The purpose of the course is to develop an understanding of the organization of programming languages and introduce the formal study of programming language specification and analysis. Topics covered usually include: language definition structure, data types and structures, control structures and data flow, run-time consideration, interpretative languages, lexical analysis, and parsing. Prerequisite - C or better in CS 202.

Prerequisites

Student must have knowledge of Programming and Elementary Data Structures


Standard Content

Course Outline

The course begins with a history of programming languages, and the various programming paradigms are introduced. The Logic Programming paradigm is covered using Prolog as the example. Backtracking, unification, recursion, the cut , depth first search are covered. Stack overflows, occurs check , and floundering problems are covered.

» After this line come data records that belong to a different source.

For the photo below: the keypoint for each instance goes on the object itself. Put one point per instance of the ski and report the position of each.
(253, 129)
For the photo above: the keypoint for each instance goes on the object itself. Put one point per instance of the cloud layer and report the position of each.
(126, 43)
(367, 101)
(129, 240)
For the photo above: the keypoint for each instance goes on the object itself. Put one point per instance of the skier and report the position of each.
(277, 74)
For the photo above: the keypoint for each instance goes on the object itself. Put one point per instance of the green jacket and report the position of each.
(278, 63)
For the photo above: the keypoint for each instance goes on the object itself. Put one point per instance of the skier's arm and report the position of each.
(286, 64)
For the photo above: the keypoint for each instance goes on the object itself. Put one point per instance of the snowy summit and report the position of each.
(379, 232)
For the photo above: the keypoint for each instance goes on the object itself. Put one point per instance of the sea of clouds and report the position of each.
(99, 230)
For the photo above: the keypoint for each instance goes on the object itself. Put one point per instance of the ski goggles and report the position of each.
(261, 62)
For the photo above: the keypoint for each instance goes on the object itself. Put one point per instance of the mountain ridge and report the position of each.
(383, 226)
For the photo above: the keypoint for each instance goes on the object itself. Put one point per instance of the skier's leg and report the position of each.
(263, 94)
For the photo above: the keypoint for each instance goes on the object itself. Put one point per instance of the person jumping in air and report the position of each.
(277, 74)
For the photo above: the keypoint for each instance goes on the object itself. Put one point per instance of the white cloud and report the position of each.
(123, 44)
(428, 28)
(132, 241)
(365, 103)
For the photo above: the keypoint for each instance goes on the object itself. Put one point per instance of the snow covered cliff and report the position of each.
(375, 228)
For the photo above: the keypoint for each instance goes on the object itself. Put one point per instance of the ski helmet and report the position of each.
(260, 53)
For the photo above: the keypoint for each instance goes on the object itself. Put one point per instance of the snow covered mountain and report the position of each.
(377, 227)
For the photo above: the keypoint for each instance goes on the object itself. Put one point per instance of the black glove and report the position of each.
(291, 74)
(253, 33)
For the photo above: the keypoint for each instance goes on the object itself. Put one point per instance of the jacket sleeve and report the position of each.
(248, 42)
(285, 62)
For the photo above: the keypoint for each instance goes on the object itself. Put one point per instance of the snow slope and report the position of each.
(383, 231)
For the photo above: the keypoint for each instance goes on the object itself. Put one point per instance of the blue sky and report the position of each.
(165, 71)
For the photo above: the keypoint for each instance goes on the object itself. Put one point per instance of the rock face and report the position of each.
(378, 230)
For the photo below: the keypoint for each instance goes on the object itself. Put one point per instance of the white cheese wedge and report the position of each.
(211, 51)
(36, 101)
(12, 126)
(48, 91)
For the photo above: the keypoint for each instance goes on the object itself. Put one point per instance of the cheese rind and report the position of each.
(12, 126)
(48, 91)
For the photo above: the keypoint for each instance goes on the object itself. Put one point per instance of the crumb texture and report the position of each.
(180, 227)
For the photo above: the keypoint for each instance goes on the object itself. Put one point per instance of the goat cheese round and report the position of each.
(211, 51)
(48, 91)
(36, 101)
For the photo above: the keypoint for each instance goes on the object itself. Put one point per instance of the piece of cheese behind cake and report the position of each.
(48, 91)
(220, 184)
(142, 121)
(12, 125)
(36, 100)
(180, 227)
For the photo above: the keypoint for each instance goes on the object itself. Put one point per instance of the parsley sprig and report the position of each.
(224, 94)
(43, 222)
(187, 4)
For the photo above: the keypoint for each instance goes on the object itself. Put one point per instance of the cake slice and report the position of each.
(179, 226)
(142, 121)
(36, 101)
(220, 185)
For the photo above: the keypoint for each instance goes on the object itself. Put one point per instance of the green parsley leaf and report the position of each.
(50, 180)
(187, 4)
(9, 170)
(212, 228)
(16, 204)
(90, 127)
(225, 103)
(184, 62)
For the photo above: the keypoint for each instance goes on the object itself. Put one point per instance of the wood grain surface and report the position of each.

Applications covered are list processing, state space problem solving, constraint processing, expert systems, natural language processing and parsing. The Functional Programming paradigm is illustrated using Haskell. Covered are list processing and the conversion to tail recursion using the method of accumulating parameters, fixed point computation, square root computation and sorting, testing of perfect numbers, and implementing the Sieve or Eratosthenes using Lazy Evaluation, available in Haskell. Proofs of list properties using structural induction are covered, and the implementation of data structures using Haskell is covered. The Object Oriented Programming paradigm is covered using Smalltalk: introduced are the elements of the GUI: browsers, Workspaces, and Transcripts, Defining classes, and objects, inheritance and aggregation hierarchies are introduced. Avoidance of conditional code through polymorphism, polymorphism within and across inheritance hierarchies is considered, and the model –view – controller pattern through the use of the dependency mechanism are described. The issue of aggregation vs. inheritance is discussed via a concrete example. The Concurrent Programming paradigm is introduced. Three synchronization problems are considered: Serialization, Mutual Exclusion and the Rendezvous. Semaphores are introduced and the use of Semaphores in solving the synchronization problems are discussed. Implementations of the solutions are given in Smalltalk, using the Process and Semaphore implementations available in Smalltalk. Finally aspects of the syntax and semantics of programming languages are covered.

Learning Outcomes

Functional, Logic, Object-Oriented and Concurrent programming paradigms, syntax and semantics of programming languages.


Important Assignments and/or Exam Questions

In each of the programming paradigms, short assignments, and a larger assignment are given.